Lehnen reports that these measures were often criticized as vague and
unreflective of performance.  His conclusion is that for policymakers there are
few good measures of performance and that anecdotal information was often as
credible as national statistics.  (This observation supports Hersh's call for
case studies.)

Further, Lehnen advocates that NCES determine what kinds of measures should be
collected via a public process that involves interest groups, policymakers, and
education professionals.  "Without such information, the Nation's policymakers
cannot effectively evaluate the Nation's schools and develop programs to remedy
deficiencies."

Walberg urges that new tests and testing procedures be developed that take
advantage of the technology of the moment (computers) and the concept of
"tailored-testing" which adapts test items to students. Under this approach,
the most discriminating test items would be assigned to each student so that 15
items would yield scores as reliable as 90 batched items suited to the average
student.  Smith and others believe that the use of computers should enable one
to assess the higher order skills that go beyond the basic skills tested by
NAEP, HSB, and IEA.

The need for definition and measurement of critical thinking and higher order
skills is a recurring theme. Buccino questions whether current tests measure
higher order skills.  Like Smith, Scott-Jones urges the development of
appropriate test items.  (See also Thomas, Bishop, B. Turnbull.)
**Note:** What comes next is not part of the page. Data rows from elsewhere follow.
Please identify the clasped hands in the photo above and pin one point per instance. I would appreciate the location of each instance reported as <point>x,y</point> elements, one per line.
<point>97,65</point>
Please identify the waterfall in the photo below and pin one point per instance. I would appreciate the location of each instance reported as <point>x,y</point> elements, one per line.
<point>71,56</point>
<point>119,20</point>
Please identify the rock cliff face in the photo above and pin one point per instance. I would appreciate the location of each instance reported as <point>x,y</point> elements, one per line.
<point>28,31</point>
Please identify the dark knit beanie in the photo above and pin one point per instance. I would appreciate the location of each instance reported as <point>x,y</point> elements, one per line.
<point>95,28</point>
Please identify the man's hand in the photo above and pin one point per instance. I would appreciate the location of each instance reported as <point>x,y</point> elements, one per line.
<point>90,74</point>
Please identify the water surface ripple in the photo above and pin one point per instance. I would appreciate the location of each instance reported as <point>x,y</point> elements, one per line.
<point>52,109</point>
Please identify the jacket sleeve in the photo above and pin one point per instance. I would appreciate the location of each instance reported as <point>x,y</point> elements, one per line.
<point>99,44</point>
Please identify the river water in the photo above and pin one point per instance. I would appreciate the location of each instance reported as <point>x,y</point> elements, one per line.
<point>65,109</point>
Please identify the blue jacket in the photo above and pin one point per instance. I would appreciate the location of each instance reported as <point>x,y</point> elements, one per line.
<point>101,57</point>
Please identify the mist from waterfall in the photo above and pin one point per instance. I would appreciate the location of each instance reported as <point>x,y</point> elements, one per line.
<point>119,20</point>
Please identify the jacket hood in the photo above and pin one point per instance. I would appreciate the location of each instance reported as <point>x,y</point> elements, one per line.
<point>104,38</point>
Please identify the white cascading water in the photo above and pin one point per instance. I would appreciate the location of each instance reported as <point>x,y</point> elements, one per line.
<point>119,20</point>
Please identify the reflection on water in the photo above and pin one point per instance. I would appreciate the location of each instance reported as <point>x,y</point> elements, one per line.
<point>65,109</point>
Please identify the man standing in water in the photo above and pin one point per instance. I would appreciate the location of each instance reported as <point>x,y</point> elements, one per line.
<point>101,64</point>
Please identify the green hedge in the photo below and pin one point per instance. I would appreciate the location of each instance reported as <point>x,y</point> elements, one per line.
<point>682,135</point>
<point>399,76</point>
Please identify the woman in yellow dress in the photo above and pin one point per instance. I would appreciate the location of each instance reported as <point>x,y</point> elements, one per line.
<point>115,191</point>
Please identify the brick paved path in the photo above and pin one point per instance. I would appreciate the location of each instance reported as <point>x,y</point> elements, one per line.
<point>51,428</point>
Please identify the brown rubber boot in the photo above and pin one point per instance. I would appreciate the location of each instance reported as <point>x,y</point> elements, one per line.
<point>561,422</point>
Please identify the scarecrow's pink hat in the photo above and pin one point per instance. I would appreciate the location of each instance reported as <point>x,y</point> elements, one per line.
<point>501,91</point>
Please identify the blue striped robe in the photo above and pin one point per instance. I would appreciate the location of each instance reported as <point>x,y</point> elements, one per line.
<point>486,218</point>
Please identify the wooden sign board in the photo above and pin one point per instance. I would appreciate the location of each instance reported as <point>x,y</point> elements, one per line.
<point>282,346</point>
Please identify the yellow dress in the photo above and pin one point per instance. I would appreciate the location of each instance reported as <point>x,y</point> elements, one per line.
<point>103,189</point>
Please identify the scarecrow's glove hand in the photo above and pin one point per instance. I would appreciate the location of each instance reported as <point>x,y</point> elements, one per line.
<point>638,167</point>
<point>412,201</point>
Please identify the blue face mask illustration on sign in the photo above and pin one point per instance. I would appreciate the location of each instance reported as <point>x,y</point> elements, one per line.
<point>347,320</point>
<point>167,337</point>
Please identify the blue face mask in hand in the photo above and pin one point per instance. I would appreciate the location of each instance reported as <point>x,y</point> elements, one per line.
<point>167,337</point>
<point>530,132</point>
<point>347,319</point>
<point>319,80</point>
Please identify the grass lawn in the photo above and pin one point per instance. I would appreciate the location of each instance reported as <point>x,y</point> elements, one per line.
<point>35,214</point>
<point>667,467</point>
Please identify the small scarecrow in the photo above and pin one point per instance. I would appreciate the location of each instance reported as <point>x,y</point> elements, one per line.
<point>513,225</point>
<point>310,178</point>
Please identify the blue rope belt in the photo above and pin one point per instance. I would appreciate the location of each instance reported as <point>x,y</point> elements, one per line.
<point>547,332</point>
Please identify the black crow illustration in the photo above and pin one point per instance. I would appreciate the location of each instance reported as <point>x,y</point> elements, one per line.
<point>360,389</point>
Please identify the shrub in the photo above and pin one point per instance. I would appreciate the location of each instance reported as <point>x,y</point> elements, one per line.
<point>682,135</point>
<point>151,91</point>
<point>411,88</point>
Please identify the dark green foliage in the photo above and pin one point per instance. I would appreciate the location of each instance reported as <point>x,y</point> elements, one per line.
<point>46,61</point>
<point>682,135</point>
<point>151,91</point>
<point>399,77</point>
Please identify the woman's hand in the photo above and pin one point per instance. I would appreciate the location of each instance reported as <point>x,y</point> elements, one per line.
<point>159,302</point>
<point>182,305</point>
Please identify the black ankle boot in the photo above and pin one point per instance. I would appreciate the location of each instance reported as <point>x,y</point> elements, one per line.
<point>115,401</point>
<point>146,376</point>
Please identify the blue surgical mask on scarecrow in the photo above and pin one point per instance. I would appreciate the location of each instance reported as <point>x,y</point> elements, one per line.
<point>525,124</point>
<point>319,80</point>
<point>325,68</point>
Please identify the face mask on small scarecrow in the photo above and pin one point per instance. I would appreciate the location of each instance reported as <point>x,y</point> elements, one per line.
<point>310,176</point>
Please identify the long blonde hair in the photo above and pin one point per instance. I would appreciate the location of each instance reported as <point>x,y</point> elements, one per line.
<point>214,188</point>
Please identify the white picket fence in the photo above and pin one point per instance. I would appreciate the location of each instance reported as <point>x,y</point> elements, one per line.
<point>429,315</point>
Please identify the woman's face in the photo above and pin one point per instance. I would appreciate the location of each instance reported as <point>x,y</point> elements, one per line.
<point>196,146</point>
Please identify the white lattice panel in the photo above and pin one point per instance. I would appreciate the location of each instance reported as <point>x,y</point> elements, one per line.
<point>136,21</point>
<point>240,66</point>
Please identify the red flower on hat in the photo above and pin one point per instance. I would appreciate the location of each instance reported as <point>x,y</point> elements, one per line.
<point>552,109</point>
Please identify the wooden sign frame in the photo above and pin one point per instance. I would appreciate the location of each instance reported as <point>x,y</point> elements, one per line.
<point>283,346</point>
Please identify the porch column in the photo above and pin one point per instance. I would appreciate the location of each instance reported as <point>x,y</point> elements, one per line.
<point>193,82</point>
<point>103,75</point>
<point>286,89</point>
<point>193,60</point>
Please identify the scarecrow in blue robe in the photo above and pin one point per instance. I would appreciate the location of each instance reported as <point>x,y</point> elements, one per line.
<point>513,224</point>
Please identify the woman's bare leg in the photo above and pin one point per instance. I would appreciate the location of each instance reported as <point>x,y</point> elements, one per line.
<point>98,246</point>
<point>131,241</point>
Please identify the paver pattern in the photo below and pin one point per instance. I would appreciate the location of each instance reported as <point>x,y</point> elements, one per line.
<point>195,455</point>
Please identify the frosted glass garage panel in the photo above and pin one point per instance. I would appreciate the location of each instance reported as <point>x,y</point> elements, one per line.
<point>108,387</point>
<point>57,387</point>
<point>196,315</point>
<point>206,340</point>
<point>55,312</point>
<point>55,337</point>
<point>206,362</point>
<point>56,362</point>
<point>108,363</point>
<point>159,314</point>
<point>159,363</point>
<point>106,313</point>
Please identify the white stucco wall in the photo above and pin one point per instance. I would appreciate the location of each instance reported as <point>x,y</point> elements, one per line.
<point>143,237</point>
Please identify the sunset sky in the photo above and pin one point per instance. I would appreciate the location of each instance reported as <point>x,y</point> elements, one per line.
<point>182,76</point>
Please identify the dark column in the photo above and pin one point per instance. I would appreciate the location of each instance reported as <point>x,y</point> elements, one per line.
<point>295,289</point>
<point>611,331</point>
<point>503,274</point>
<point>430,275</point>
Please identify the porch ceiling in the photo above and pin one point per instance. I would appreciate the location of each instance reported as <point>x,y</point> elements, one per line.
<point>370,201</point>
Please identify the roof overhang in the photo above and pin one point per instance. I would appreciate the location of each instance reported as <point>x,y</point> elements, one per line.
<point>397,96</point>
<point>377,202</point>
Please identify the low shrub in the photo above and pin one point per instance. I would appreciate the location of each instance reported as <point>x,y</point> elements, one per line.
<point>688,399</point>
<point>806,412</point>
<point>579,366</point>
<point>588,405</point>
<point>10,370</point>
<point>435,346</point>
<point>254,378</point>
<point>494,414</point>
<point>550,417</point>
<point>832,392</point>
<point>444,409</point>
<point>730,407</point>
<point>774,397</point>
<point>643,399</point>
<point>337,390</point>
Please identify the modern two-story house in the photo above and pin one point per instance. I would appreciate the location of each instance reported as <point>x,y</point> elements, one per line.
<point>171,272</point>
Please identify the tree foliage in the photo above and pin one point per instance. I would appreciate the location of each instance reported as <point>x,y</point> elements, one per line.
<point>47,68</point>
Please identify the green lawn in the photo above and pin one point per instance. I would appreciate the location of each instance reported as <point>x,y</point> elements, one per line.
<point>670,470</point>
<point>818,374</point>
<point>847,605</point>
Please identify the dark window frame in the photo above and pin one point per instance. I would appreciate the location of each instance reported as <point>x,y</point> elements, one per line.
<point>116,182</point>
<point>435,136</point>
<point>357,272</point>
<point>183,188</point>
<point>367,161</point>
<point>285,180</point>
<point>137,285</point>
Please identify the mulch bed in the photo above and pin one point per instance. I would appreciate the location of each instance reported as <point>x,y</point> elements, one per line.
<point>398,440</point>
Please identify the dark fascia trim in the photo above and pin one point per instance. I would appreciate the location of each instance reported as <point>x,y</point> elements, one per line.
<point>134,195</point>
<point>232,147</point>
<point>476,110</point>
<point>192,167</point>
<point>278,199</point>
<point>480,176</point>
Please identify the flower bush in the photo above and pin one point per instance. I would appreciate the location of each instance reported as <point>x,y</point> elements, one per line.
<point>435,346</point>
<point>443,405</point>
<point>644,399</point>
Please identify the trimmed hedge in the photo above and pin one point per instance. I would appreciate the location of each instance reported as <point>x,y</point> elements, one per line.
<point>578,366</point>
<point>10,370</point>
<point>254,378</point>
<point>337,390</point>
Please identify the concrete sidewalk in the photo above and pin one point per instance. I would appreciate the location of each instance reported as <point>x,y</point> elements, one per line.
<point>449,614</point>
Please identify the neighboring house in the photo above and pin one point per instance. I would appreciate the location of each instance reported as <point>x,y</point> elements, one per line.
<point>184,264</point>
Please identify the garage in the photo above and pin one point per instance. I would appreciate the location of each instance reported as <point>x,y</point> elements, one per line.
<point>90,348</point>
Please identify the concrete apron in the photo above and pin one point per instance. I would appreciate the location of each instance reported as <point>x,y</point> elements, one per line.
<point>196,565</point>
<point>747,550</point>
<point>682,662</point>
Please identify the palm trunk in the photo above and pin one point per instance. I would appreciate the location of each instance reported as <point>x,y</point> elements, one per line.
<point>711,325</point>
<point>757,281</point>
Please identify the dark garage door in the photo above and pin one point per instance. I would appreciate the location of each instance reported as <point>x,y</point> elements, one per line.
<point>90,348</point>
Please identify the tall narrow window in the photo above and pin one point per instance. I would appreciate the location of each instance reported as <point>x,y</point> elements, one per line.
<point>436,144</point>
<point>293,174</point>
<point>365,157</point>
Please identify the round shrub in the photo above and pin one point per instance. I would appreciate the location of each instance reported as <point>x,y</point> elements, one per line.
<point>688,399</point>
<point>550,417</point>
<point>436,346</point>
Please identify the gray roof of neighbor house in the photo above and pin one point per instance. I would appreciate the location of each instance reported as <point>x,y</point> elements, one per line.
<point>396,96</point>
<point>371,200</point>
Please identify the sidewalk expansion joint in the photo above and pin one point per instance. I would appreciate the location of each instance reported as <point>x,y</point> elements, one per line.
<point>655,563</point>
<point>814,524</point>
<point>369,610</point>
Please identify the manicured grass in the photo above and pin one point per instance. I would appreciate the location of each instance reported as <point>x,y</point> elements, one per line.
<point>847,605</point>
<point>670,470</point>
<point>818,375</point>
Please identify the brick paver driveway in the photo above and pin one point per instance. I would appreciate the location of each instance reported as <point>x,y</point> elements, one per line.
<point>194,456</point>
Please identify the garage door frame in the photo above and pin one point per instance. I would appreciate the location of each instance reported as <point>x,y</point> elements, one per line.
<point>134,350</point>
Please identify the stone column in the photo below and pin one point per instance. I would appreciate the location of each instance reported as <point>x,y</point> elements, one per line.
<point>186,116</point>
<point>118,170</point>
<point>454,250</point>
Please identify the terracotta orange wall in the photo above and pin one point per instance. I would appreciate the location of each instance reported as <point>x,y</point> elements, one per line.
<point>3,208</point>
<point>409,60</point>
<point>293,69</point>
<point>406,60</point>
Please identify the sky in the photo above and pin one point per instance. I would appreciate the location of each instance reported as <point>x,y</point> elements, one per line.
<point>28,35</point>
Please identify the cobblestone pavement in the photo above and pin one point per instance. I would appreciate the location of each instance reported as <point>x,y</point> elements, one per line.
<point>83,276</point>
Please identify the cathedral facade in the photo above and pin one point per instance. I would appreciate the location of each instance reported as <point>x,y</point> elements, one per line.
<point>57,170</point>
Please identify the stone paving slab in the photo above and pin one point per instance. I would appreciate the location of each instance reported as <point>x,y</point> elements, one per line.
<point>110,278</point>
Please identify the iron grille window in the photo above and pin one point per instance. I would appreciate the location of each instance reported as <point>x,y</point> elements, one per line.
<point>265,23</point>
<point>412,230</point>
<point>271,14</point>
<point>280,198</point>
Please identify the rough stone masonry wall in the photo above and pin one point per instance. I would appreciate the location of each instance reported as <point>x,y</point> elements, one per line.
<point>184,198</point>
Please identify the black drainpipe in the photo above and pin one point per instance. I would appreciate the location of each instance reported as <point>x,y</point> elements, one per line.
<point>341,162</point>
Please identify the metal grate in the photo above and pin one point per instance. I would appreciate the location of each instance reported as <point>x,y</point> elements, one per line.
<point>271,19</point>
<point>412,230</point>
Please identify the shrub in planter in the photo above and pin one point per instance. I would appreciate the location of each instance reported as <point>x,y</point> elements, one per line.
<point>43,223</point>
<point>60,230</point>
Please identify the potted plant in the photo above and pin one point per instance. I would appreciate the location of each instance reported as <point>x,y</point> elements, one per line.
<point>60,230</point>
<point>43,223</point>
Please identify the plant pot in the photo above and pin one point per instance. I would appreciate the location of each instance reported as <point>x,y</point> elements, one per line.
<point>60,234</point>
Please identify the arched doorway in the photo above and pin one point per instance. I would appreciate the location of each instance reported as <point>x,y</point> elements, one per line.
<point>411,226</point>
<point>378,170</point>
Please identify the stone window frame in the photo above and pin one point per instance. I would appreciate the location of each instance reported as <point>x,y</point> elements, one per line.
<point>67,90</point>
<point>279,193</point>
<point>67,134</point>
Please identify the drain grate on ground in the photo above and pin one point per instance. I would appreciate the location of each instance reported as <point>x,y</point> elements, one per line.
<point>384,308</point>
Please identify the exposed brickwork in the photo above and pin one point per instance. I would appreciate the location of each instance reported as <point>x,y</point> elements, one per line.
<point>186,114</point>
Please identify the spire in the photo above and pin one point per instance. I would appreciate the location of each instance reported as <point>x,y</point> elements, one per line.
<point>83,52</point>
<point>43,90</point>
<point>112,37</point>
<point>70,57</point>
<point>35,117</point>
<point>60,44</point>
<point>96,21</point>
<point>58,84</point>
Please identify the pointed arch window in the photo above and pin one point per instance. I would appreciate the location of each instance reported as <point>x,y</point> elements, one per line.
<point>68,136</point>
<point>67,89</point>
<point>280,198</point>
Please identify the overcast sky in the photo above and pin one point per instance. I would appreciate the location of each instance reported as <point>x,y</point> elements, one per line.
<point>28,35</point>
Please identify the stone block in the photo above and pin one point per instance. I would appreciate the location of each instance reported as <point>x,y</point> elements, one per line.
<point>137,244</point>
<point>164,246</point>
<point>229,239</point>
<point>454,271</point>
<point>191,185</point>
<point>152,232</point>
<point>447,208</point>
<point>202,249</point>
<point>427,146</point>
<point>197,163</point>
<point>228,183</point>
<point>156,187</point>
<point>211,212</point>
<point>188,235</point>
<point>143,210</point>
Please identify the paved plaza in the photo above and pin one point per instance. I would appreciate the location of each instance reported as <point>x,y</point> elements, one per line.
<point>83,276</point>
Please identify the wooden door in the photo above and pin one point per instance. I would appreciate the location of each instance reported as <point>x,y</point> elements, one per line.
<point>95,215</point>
Eubanks argues that tests to assess higher order skills do exist.  He describes
the Degrees of Reading Power (DRP) developed by the College Board and the Word
Test being validated by Carver to evaluate reading comprehension as opposed to
merely sounding out words, and the Lauton Formal Operations Test to evaluate the
development of thinking skills as opposed to rote memorization.

Wilkinson calls for NCES to play a strong role in developing classroom learning,
development, and achievement indicators.  In addition to group and individually
administered tests, she calls for tools to assess social and communicative
achievement, differences in achievement due to cultural and situational factors
and "direct observation of students naturally occurring behavior in a variety of
classroom situations," asserting that "this knowledge mediates both the teaching
and learning of academic subject matter in classrooms" by children.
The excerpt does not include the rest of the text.